Fontes Rocha vai para o Embuçado nos finais dos anos 60, ao mesmo tempo que,
juntamente com Carlos Gonçalves (guitarra), Pedro Leal (viola) e Joel Pina (viola baixo)
acompanha Amália Rodrigues. É nesta época que Alain Oulman produz muita música para os
versos de poetas como David Mourão-Ferreira e Pedro Homem de Mello. Essas músicas são
depois arranjadas por Fontes Rocha que lhes faz introduções e
ornamentos que não se podem mais dissociar das músicas originais. Além
disso, obtém, usando uma guitarra de Coimbra com a afinação de Lisboa (ver
nota), efeitos que valorizam o acompanhamento para aquele tipo de música e para as
interpretações de Amália. Podendo considerar-se um discípulo de Armandinho, Fontes
Rocha é também o criador duma Nova Escola, que se caracteriza pela
simplicidade, pelo gosto e pelo partido que se tira da guitarra nas suas mais variadas
vertentes. É também autor musical de inúmeros fados.
Raul Nery, Jaime Santos e Francisco Carvalhinho são, a meu ver, responsáveis por
estereótipos de acompanhamento que, pela sua beleza, expressão e apoio ao
intérprete vocal, ficaram como sinais de identificação inconfundíveis.

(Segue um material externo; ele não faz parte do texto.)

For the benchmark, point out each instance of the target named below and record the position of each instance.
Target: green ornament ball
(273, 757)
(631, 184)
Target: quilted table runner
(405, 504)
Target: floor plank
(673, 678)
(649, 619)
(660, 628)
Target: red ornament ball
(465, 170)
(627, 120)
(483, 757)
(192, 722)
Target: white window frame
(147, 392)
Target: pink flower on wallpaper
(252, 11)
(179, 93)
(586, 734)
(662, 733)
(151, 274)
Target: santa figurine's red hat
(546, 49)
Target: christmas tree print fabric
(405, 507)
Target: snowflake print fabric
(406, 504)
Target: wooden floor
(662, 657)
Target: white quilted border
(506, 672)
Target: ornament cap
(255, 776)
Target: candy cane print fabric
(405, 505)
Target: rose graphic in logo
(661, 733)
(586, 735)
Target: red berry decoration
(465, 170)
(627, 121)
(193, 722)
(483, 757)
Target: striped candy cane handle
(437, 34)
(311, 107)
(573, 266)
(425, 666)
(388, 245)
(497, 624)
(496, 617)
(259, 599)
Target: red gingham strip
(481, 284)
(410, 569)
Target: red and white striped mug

A BIOGRAFIA DA GUITARRA está longe de concluída. A simples existência hoje de
instrumentistas como Fontes Rocha, Mário Pacheco, Ricardo Rocha, Pedro Caldeira Cabral,
António Chaínho, Paulo Parreira, Custódio Castelo ou José Manuel Neto para só
citar alguns é boa prova de que a história não acaba aqui. E não se surpreenda
quem notar neste disco a ausência de alguns deles (ou de outros, estejam eles ou não em
actividade). Trata-se dum 1º volume, que só pode ser entendido como uma introdução.
Note-se, por fim, a inclusão neste disco do inclassificável Carlos Paredes,
demasiado heterodoxo para o podermos classificar apenas de Coimbra ou de
Lisboa, embora a ambas pertença. Vindo na linha de seu pai, Artur Paredes, e dotado
de um talento ímpar, ele dá uma nova dimensão à guitarra portuguesa, criando e
executando peças de rara beleza e de uma técnica excepcional. A ele se deve a
universalização da guitarra portuguesa e a sua música vem estimular toda uma nova
geração.
Três Breves Explicações
Procurou-se nesta BIOGRAFIA DA GUITARRA mostrar as duas vertentes da
Guitarra Portuguesa de Lisboa:
- As guitarradas, onde o guitarrista pode dar largas à sua técnica
e imaginação, criando as chamadas variações.
- O acompanhamento, onde o guitarrista, estando atento ao poema, à
letra, ao estilo e até à intensidade da voz do intérprete, pode e deve
ajudá-lo.
É pela mão do Professor Martinho dAssunção que a viola evolui
consideravelmente, dando sempre o suporte rítmico e harmónico à guitarra mas dialogando
com esta e permitindo ao guitarrista ter mais espaço para as suas
divagações musicais.
Artur Paredes resolve por volta de 1945, juntamente com o construtor de
guitarras João Pedro Grácio, criar aquela que passará a ser conhecida como a
Guitarra de Coimbra (à qual será dedicado o segundo volume de
BIOGRAFIA DA GUITARRA), distinguindo-se da de Lisboa por ter a ilharga
alteada, escala alongada de 23 pontos e afinar-se um tom abaixo da de Lisboa, com cordas
de calibre apropriado. Algumas modificações feitas na construção desta são depois
aplicadas também na construção da Guitarra de Lisboa, que passa a
beneficiar de qualidades acústicas bem melhores do que até ali.